Hello Gordon, here is the code I ran:
source("http://bioconductor.org/biocLite.R")
library(limma)
library(preprocessCore)
library(GEOquery)
GDS4718 <- getGEO("GDS4718")
Meta(GDS4718)
Table(GDS4718)[1:10]
eset <- GDS2eSet(GDS4718, do.log = FALSE)
pData(eset)
sampleNames(eset)
design_matrix <- model.matrix(~ -1+factor(c(1,1,1,1,1,2,2,1,1,1,1,1,2,2,2,1,1,2,2,2,1,1,1,1,1,2,1,2,1,2,2,2,1,1,2,2,2,1,1,1,1,2,2,2)))
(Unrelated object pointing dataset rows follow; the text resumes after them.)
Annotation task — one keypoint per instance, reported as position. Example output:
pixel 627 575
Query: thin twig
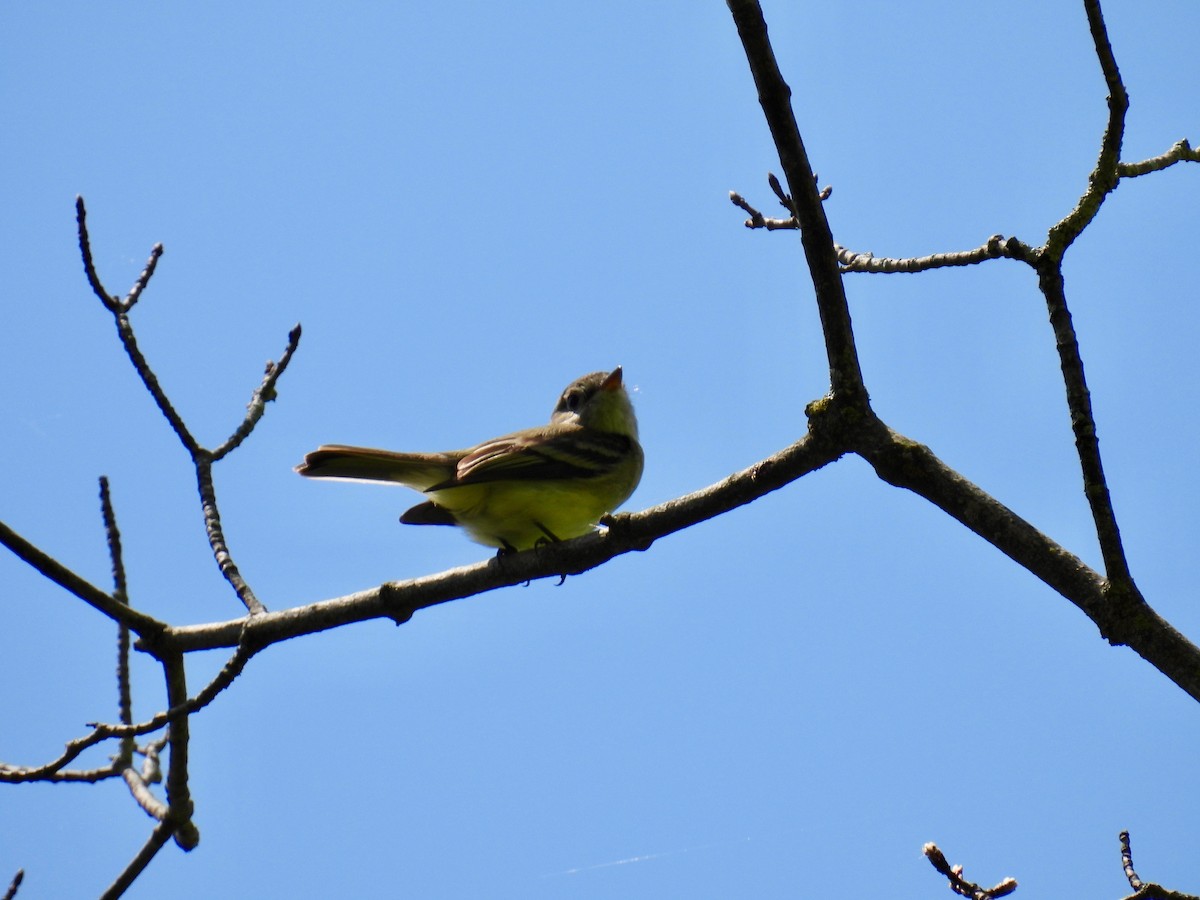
pixel 1103 179
pixel 120 593
pixel 1181 151
pixel 179 795
pixel 1083 424
pixel 143 279
pixel 263 395
pixel 147 627
pixel 995 247
pixel 111 303
pixel 959 885
pixel 774 97
pixel 1127 861
pixel 157 839
pixel 216 535
pixel 15 885
pixel 130 342
pixel 142 793
pixel 1145 889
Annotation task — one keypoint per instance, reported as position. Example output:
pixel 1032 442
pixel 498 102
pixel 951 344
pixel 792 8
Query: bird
pixel 522 490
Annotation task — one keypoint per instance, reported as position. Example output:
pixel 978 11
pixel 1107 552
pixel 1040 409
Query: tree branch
pixel 774 96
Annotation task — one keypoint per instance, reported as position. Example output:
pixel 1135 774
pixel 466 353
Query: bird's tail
pixel 361 463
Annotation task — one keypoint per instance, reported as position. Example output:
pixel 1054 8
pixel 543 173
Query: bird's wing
pixel 547 454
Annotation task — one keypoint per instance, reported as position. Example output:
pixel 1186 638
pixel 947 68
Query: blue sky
pixel 469 204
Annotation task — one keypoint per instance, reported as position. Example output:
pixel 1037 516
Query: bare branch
pixel 154 808
pixel 263 395
pixel 120 593
pixel 1083 423
pixel 216 535
pixel 774 96
pixel 157 839
pixel 1103 179
pixel 129 341
pixel 1141 888
pixel 111 303
pixel 1181 151
pixel 959 885
pixel 15 885
pixel 144 625
pixel 760 221
pixel 995 247
pixel 143 279
pixel 179 795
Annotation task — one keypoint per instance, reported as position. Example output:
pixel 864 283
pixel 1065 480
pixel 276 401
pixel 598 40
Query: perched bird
pixel 519 490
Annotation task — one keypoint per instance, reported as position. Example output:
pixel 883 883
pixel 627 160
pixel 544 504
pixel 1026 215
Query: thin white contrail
pixel 642 858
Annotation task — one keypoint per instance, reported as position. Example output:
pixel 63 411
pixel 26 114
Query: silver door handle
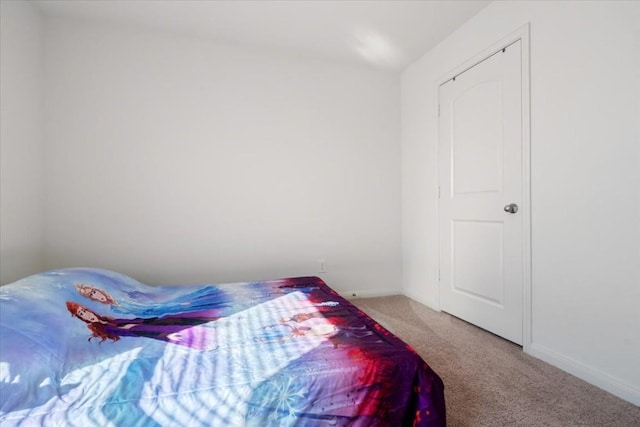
pixel 512 208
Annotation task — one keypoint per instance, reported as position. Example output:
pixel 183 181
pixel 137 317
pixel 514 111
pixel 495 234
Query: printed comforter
pixel 91 347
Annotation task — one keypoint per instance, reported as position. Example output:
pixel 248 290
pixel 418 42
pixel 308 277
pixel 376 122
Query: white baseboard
pixel 354 294
pixel 615 386
pixel 421 300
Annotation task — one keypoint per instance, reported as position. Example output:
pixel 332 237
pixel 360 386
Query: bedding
pixel 91 347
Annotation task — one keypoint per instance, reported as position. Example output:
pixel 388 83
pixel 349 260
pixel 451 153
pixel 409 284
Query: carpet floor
pixel 490 381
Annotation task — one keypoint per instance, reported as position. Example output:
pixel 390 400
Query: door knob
pixel 512 208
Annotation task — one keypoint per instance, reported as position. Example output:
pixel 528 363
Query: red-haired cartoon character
pixel 180 329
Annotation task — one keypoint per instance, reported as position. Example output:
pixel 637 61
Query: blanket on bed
pixel 94 347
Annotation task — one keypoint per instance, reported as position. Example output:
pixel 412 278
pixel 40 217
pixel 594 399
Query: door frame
pixel 522 34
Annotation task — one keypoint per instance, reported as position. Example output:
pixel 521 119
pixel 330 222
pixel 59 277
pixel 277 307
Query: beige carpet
pixel 490 381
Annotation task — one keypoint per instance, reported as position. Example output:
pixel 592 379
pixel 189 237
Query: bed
pixel 91 347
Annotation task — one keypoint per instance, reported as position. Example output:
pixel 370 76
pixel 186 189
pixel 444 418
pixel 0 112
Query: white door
pixel 481 240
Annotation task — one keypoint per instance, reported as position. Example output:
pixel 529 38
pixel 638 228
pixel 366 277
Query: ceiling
pixel 384 34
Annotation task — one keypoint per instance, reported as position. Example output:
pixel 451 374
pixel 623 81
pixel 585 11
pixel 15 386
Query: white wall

colnames(design_matrix) <-c("normal", "cancer")
design_matrix
fit_matrix <- lmFit(eset, design_matrix)
fit_Bayes <- eBayes(fit_matrix)
The design matrix entries are based on the value 'normal' or 'cancer' in pData(eset). I suspect therein lies the problem. Maybe I need to have a different design_matrix using the disease.state entries. The task was to find the differential genes between the normal and cancer samples.
Hints are appreciated.
Just remove the "-1" from the model.matrix() line and don't reset the design colnames. Then it will run correctly.
The only reason for suppressing the intercept from the design matrix would be define your own contrasts. Since you haven't defined any contrasts, you shouldn't do that.
Hello Gordon,
Thank you for the information, it really helped a lot.
I do have one more question, however, if I want to perform the analysis to determine which genes are differentially expressed between normal and cancer samples, is what I am doing the most appropriate way ? Would defining contrasts make these genes standout more ?
No. The results are already the same as a contrast would give you.
You only have two groups after all, there's only one comparison that can possibly be made.